= Hermene Warlick Eichhorn =

American musician and composer

Hermene Warlick Eichhorn (April 3, 1906 - October 3, 2001) was an American musician and composer. She was born in Hickory, North Carolina.

==Biography==
Hermene Warlick was the daughter of Jesse W. and Ethel Herman Warlick, and an organist of the fourth generation. After eight years of piano and composition study in Hickory with Alla Pearl Little (one of the first composers to achieve recognition in the state), she entered the Woman’s College of the University of North Carolina (now UNCG), where she studied piano, harmony and composition. She graduated with a Bachelor of Science in music with a specialization in piano in 1926, and in organ in 1927.

In 1926, Hermene married George C. Eichhorn and took a job as an organist at Holy Trinity Church in Greensboro, North Carolina. In 1928 she began writing a weekly column called “Music Notes” in the Greensboro Daily News. She succeeded Wade R. Brown as the choir director at Holy Trinity in 1937.

Eichhorn was active in musical work in the state, as an officer of the Euterpe Club of Greensboro and a member of the executive board of the North Carolina Federation of Music Clubs. She specialized in writing for women’s voices and other choral ensembles, publishing works that received many performances. She also won a number of awards for her compositions.

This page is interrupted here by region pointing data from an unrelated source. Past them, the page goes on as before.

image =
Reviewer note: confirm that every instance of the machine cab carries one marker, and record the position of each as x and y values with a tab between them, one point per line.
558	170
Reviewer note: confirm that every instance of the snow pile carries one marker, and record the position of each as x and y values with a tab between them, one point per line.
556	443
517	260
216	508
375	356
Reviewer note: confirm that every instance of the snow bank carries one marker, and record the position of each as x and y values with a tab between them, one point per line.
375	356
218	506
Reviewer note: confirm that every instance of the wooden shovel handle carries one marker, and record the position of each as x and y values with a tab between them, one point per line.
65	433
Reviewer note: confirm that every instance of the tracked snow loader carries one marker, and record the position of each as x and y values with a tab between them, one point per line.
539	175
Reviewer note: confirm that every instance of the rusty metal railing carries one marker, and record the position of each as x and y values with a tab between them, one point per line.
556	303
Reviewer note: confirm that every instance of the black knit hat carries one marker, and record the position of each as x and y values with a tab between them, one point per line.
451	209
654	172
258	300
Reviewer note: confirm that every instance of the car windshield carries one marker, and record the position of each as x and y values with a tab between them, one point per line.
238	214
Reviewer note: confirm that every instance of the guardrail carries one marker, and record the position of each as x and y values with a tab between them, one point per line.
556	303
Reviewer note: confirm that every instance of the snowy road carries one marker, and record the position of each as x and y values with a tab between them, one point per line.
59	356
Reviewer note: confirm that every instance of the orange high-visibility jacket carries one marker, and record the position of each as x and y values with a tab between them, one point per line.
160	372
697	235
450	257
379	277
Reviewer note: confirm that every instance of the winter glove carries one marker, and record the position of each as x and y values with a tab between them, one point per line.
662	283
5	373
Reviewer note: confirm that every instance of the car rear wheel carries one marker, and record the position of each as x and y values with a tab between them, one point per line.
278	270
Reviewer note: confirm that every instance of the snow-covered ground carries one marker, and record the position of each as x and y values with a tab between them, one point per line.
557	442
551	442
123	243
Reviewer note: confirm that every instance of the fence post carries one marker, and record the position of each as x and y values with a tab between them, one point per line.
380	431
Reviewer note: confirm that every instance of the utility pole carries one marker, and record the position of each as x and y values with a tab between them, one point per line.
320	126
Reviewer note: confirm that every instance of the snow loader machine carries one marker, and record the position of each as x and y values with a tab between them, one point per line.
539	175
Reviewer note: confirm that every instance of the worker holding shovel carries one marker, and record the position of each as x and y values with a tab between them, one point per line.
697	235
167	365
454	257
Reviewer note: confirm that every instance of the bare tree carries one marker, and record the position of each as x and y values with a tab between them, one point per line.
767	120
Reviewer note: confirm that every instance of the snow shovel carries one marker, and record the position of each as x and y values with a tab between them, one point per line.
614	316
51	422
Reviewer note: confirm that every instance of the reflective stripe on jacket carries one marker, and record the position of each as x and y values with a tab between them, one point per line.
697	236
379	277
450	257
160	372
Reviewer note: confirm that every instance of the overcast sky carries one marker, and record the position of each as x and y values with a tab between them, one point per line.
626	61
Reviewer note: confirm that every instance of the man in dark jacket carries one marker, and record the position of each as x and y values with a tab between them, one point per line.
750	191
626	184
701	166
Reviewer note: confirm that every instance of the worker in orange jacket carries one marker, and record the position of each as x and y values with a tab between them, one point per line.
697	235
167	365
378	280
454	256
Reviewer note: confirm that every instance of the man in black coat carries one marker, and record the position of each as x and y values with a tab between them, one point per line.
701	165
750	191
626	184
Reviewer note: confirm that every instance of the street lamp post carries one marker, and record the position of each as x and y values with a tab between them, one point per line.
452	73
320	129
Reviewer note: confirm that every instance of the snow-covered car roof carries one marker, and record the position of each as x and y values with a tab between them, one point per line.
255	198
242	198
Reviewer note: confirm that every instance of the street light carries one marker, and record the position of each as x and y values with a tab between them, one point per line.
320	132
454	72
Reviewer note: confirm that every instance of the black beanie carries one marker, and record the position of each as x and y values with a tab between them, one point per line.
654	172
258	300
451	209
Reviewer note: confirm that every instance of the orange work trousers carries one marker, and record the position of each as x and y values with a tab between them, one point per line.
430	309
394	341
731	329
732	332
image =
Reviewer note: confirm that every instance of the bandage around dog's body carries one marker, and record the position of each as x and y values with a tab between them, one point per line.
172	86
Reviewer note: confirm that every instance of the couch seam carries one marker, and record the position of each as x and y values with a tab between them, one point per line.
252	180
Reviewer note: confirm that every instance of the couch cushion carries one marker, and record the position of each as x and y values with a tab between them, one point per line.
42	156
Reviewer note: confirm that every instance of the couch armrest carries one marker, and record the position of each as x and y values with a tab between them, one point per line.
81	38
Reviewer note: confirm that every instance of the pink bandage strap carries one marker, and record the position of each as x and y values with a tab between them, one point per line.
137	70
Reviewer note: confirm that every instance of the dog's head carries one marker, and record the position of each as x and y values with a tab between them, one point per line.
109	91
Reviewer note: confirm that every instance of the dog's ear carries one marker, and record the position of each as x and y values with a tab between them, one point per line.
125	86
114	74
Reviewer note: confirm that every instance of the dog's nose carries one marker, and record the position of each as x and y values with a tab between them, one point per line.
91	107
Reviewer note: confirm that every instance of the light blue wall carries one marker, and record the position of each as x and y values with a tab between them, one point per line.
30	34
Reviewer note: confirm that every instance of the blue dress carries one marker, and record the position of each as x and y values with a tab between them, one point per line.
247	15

Eichhorn's works are characterized by original rhythms and harmonies, the use of folk materials, and the free use of early church material. Among the most popular of her compositions were her cantatas Mary Magdalene, published in 1944, and Son of the Highest published in 1946. Both were written in collaboration with poet Rose Myra Phillips, who supplied the lyrics. Eichhorn also corresponded with poets James Stephens and Charles Hanson Towne, who supplied the lyrics for The Daisies and While Mary Slept, respectively.